When the male progeny from a cross are scored, remember that the parental males remain on the plate (usually 3 or 4 animals). These males will be the oldest and largest males and should not be scored among progeny phenotypes. Generally, the parental males are no longer fertile by the time the cross is scored.

In cases where male progeny are to be used for a subsequent cross, care must be taken to use the young adult males and to avoid the parental males, since only the young males will carry the marker of interest.

In cases where outcrossed hermaphrodite progeny are required, only L4 hermaphrodites are picked since adult hermaphrodite progeny will not be virgin: adults will have mated with sibling males.

Scoring Phenotypic Ratios
Since worms crawl constantly around the plate, the only reliable method of counting animals is to remove them from the plate as they are scored. Individuals can be picked up with the wire pick and incinerated in the flame. Many investigators prefer to count one phenotypic class at a time. Unless you have a very good memory it is probably best to jot down sub-totals several times while scoring a plate. In general, populations are scored after four days of incubation at 20°C. At this time virtually all F1 progeny are adults, while small larvae on the plate represent second generation progeny and are not scored.
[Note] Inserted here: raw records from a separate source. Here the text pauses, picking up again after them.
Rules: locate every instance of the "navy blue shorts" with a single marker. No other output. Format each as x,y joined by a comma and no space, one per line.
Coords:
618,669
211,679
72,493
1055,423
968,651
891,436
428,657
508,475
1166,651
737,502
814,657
To Do in Lab Today (per group)

  1. Examine the four plates: MB1, MB2, MB3 and wild type males. In your notebook record phenotypic information about these worms. Drawings may help!
  2. Transfer 3-4 L4 or young adult males onto each of 3 cross plates.
  3. Label the cross plate using your GREEN Sharpie. Make sure the labeling on each plate is on the side (NOT THE LID) with the cross scheme: wild type ♂ X (strain name) hermaphrodite (H). DO NOT USE TAPE - this will prevent you from being able to observe your worms.
  4. Add 4 or 5 L4 mutant hermaphrodites to the cross plate.(These worms should still have the "clearing" at the center where the vulva is developing.) Because these mutant strains of worms do not move well, they tend to form piles of worms. GENTLY spread the piles out with your worm pick to find L4 worms to transfer.
  5. Repeat for each of the other 2 mutant strains.
  6. Put an elastic around the three plates.
  7. Put the plates in your group's plastic box. Make sure the box is labeled with your team color, your names, and your lab section.
  8. Put the box in the incubator on your lab section's designated shelf.
  9. Incubate your crosses at 23°C for 3 days.


You will end up with three crosses of wild type males with different mutants (refer to the introductory comments on crossing) - remember that it is essential that the ONLY wild type animals on the cross plates are males.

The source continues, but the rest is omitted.